Enchaîner deux titularisations au plus haut niveau, voilà bientôt deux ans que cela n’était pas arrivé à Santi Cazorla. Il faut remonter à octobre 2016 pour retrouver trace de pareil événement dans la carrière du meneur de jeu de poche. L’Espagnol, gravement blessé au tendon d’Achille, a mis longtemps à revenir sur les terrains de football, enchaînant pas moins de huit opérations chirurgicales... Son calvaire s’est terminé cet été. Son contrat à Arsenal arrivé à échéance, il est reparti à Villarreal, son club formateur.

Face à Hercules, en amical, en juillet, l’international espagnol (77 sélections, 14 buts), rechaussait pour la première fois les crampons à l’occasion d’un match professionnel. Le sous-marin jaune décidait donc de miser durablement sur lui pour animer son secteur offensif. Et pour l’heure, le pari est payant. Titulaire contre la Real Sociedad (1-2, 1ère journée de Liga), il a rendu une copie correcte pendant 71 minutes. « J’ai eu plus de mal en deuxième mi-temps avec la fatigue, c’est normal. C’était mon premier match depuis longtemps, je suis satisfait », confiait-il au Periodico Mediterraneo avant de poursuivre.

Standing ovation à Séville

« Une fois sur le terrain, tu essaies de mettre de côté tout ce qui s’est passé ces dernières années », confiait-il. Séduit par ses performances et son influence dans le jeu, Javi Calleja décidait donc le relancer d’entrée face au FC Séville (0-0, 2e journée). Et là encore, il s’est illustré comme l’un des plus remuants de son équipe, 79 minutes durant. À sa sortie, le public du Sanchez Pizjuan n’a d’ailleurs pas manqué de lui rendre hommage, tant pour sa prestation que pour son courage après avoir traversé le pire.

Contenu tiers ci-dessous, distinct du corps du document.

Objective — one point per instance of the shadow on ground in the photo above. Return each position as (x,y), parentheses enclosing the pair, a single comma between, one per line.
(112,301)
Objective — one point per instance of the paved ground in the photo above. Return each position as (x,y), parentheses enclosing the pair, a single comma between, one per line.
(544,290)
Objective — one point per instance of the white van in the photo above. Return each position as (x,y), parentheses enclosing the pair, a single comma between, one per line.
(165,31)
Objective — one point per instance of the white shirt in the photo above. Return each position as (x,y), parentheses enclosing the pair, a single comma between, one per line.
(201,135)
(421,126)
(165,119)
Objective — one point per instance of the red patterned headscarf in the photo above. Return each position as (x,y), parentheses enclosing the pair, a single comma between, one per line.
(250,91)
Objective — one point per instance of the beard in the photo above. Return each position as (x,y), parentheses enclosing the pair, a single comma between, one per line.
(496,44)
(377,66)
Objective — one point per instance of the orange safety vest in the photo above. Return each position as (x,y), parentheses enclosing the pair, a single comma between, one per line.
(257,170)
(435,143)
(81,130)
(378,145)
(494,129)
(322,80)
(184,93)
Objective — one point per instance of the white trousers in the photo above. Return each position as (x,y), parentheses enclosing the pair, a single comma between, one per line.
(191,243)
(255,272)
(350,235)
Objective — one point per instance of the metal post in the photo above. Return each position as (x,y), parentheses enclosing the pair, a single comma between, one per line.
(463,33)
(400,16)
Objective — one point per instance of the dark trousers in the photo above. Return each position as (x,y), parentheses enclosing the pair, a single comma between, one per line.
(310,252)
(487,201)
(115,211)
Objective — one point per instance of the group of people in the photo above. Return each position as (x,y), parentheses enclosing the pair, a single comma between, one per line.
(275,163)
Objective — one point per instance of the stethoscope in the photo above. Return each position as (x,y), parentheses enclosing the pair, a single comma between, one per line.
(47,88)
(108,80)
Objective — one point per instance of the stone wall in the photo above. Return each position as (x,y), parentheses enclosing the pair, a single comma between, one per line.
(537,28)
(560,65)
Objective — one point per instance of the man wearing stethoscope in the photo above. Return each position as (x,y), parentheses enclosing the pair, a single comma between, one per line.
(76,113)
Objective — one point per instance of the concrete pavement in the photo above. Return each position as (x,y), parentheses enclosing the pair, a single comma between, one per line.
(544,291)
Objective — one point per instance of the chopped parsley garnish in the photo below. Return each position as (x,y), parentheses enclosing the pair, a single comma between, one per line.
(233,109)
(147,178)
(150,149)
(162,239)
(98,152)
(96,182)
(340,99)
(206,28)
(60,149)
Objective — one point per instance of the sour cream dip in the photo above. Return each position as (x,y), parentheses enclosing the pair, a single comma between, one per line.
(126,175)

Un geste noble de la part des supporters sévillans que le champion d’Europe 2008 et 2012 et son coach n’oublieront pas. « Il faut le souligner. Santi le mérite, il faut mettre en avant ses efforts et son implication au quotidien pendant qu’il a été blessé. Je remercie le public de Séville, pour le comportement qu’il a eu envers lui », a-t-il apprécié. Petit à petit, le natif de Lugo de Llanera retrouve donc toutes ses sensations. Et c’est déjà une grosse victoire en soi, puisqu’il y a encore quelques mois, on donnait Santi Cazorla perdu pour le football.